Wedding Wednesday – Albert Kent and Hazel Musgrove

Hazel Musgrove is my aunty – her parents are Fred Ainsworth Stowell Musgrove and Florrie Musgrove.

Hazel was born on 31 January 1925 in Clitheroe, Lancashire.

On 5 April 1947 Hazel married Albert Kent at St James Church, Clitheroe. The wedding was announced in the Clitheroe Advertiser and Times on 11 April 1947.

Kent - Musgrove 1.png

 

Kent - Musgrove 2

 

 

 

 

 

 

 

KENT – MUSGROVE

On Saturday, at St James’s Church, the Rector (Rev Alexander Lord) solemnised the wedding of Mr Albert Kent, only son of Mr and Mrs R Kent, of 10 Brook Street, and Miss Hazel Musgrove, second daughter of Mr and Mrs F Musgrove, of 102 Whalley Road. Mr Ford was organist, and the hymns were “The Voice that breathed o’er Eden” and “Lead us, Heavenly Father.”
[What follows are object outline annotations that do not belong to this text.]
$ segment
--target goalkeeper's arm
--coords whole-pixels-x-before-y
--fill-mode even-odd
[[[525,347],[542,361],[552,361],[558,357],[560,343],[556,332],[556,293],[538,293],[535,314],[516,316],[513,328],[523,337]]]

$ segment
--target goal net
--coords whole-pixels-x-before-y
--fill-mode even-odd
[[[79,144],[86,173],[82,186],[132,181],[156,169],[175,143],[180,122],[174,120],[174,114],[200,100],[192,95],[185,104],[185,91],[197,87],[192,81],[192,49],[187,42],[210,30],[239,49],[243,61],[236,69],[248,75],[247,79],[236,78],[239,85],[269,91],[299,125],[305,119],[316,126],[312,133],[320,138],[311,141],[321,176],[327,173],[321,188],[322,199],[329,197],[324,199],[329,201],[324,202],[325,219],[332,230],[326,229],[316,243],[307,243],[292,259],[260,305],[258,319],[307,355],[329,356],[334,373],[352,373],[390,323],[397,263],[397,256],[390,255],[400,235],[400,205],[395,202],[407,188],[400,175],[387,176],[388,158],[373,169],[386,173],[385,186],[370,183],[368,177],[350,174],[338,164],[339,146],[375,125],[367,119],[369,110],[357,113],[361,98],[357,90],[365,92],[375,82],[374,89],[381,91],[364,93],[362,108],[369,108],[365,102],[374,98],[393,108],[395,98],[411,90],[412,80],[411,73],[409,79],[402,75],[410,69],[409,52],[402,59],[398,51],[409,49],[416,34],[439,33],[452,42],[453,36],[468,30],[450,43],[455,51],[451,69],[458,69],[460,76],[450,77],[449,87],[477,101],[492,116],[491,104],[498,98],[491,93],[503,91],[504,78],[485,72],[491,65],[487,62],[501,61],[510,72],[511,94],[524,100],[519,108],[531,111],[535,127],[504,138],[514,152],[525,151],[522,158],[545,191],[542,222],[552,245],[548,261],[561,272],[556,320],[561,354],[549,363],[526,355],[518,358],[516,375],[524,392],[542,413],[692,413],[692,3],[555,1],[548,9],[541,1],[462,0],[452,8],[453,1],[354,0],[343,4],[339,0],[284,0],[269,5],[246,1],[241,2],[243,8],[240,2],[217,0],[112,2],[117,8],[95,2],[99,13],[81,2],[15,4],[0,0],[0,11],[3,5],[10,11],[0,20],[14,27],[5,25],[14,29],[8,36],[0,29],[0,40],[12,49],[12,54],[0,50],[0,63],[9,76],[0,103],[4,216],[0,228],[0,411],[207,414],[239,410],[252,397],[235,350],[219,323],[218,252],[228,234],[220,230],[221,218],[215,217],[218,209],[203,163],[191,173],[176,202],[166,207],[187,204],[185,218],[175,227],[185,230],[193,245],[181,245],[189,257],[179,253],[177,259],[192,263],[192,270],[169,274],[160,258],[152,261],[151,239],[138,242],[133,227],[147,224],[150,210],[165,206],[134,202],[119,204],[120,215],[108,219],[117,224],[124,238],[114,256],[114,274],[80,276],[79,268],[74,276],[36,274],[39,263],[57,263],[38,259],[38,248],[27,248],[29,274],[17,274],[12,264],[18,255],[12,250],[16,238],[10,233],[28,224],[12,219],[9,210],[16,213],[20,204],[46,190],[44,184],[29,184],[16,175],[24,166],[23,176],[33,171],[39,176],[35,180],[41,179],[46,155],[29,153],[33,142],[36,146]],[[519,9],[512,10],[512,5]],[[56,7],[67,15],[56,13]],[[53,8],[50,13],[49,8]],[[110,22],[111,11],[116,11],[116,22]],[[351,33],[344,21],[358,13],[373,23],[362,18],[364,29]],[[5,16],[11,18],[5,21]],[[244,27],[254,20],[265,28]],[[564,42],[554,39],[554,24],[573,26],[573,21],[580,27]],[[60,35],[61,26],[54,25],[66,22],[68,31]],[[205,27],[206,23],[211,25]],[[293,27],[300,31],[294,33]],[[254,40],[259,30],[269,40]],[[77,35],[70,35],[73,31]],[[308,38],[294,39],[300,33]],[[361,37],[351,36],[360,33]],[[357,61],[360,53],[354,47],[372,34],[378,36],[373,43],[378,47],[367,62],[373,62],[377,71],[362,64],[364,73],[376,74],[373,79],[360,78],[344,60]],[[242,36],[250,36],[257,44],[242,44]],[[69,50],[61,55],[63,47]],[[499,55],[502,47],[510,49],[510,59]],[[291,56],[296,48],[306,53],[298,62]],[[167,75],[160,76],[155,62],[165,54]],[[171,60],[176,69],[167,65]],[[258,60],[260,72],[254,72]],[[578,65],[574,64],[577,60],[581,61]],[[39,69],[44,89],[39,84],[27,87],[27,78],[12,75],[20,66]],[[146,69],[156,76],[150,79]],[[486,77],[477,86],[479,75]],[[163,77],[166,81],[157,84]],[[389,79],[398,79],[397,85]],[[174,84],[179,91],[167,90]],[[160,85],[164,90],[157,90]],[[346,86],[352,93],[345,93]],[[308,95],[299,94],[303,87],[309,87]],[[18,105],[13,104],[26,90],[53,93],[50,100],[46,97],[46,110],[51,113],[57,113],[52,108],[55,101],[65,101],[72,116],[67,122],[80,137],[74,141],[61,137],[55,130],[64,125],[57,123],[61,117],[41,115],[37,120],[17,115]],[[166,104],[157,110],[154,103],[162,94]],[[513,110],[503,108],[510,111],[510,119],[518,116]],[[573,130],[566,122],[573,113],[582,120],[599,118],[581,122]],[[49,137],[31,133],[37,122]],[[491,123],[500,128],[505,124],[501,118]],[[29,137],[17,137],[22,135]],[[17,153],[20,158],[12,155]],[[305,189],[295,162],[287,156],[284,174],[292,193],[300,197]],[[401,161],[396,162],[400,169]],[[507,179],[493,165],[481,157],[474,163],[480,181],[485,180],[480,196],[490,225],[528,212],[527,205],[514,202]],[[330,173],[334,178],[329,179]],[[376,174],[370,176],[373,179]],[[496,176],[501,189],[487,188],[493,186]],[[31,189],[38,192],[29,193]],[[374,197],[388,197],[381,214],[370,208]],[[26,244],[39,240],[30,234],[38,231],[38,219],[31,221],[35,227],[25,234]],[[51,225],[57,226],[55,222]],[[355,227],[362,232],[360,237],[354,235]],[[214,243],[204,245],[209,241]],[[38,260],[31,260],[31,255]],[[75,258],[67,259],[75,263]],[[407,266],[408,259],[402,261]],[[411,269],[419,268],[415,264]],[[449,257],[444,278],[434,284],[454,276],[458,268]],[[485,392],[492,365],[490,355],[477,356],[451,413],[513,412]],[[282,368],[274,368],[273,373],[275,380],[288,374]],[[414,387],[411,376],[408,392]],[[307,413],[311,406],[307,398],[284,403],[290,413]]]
The bride, attired in a gown of heavy white satin with embroidered veil surmounted by a coronet of orange blossom and pearls, and carrying a bouquet of daffodils, was given away by her father. In attendance were Miss Nellie Hall (a friend) and Miss Mary Musgrove (sister). The former wore a blue taffeta dress trimmed with pink lace, with head-dress to tone. Her bouquet was of pink tulips. Miss Musgrove’s dress was of a heavy pink satin, with head-dress to tone, and she carried a Victorian posy.

The duties of best man and groomsman were carried out respectively by Mr Vincent O’Neill, the groom’s brother-in-law, and Master S Musgrove, brother of the bride. As the bride left the church she was presented with two silver horse-shoes by Master Robert Griffiths and Miss Patricia Lord.

The reception was held at The Craven Heifer Hotel, and later Mr and Mrs Kent left for their honeymoon at Charnford, Leicestershire. The bride travelled in a grey pinstriped costume and light coat with burgundy accessories.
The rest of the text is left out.